Я хочу построить свою собственную жизнь. Хочу создать что-то, что будет по-настоящему моим. И все больше и больше я чувствую, что могла бы создать нечто подобное с этими мужчинами. Они видели во мне все – тьму и свет, хорошее и плохое – и ничто из этого не заставило их отвернуться. Несмотря на то письмо Вика, адресованное Иксу, они не считают меня ничего не значащим мусором.
Они заставляют меня чувствовать себя… ценной.
Богатство и привилегии, которые предлагает Оливия, наверняка, были бы потрясающими, однако для меня это все равно что надеть пару туфель, которые мне малы. Я всегда чувствовала себя неуклюжей, чужой, не в своей тарелке, пытаясь не отставать и гадая, что же на самом деле думают обо мне эти люди из высшего общества.

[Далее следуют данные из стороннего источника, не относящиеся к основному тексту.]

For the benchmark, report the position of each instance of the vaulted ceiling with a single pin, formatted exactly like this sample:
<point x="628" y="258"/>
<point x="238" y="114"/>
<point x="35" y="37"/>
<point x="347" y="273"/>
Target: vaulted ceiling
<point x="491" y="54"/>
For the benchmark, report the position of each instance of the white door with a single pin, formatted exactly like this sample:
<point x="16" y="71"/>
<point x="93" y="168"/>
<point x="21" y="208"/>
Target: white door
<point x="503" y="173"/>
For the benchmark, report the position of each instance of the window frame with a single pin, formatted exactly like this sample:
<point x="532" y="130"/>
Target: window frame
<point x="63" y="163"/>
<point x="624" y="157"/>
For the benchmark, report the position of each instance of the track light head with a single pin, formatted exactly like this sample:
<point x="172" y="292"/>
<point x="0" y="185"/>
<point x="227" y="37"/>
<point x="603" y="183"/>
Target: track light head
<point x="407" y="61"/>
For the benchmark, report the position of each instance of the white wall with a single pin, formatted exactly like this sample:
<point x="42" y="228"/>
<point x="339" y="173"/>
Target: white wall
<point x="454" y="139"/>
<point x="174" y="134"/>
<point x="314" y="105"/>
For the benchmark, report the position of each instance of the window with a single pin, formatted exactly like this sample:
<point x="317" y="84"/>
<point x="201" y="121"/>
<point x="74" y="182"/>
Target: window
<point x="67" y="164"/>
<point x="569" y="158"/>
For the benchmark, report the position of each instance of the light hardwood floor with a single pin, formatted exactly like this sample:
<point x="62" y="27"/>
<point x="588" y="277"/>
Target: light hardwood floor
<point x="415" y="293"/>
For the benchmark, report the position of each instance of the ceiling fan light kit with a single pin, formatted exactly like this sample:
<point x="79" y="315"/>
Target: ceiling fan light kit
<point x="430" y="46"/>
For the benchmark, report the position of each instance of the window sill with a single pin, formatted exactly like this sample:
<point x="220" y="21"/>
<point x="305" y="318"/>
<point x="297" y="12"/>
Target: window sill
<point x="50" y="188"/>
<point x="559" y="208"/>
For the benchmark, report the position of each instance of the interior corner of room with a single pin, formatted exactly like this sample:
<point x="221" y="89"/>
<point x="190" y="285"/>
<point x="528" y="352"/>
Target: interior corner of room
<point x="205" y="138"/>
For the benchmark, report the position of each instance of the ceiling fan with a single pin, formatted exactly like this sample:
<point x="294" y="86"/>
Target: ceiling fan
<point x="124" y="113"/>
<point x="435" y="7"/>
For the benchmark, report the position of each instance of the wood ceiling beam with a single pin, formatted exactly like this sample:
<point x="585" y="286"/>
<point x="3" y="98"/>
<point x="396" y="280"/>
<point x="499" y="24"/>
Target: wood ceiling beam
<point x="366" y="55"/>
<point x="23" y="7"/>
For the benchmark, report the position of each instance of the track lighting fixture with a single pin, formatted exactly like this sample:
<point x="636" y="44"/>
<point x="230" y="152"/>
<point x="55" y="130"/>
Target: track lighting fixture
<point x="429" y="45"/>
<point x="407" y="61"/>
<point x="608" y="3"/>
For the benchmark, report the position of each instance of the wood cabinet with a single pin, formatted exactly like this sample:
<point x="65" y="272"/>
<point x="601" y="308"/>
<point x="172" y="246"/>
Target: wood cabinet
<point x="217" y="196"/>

Но там, с ними, мне не место.
Здесь.
Вот где мое место.
46. Уиллоу
В течение следующих нескольких дней ребята выполняют свое обещание присматривать за мной – постоянно. Они не преследуют меня так настойчиво, как после убийства Николая, но это в основном потому, что они вообще не пытаются это скрывать. А еще потому, что я едва ли считаю это преследованием, раз хочу, чтобы они были рядом.
– Нам уже не нужно быть такими уж осторожными, верно? – однажды спрашиваю я Рэнсома. – Я имею в виду, Икс ведь мертв.
Рэнсом только пожимает плечами.
– Ну да, но нам несложно присматривать за тобой. Мы все равно хотим быть рядом. Все время. Так что никаких сложностей.
Я улыбаюсь на это и тянусь, чтобы поцеловать его.
Поскольку парни даже не пытаются прятаться, я уверена, что люди в кампусе видели меня с ними со всеми. Они по очереди приходили за мной на занятия, появлялись из ниоткуда, сопровождали на ланч и отвозили домой в конце дня.
Слухи точно ходят – вероятно, их распускает Эйприл, у которой, видимо, нет своей жизни. Я не удивлюсь, если люди будут говорить, будто я шлюха, которая трахается с тремя парнями.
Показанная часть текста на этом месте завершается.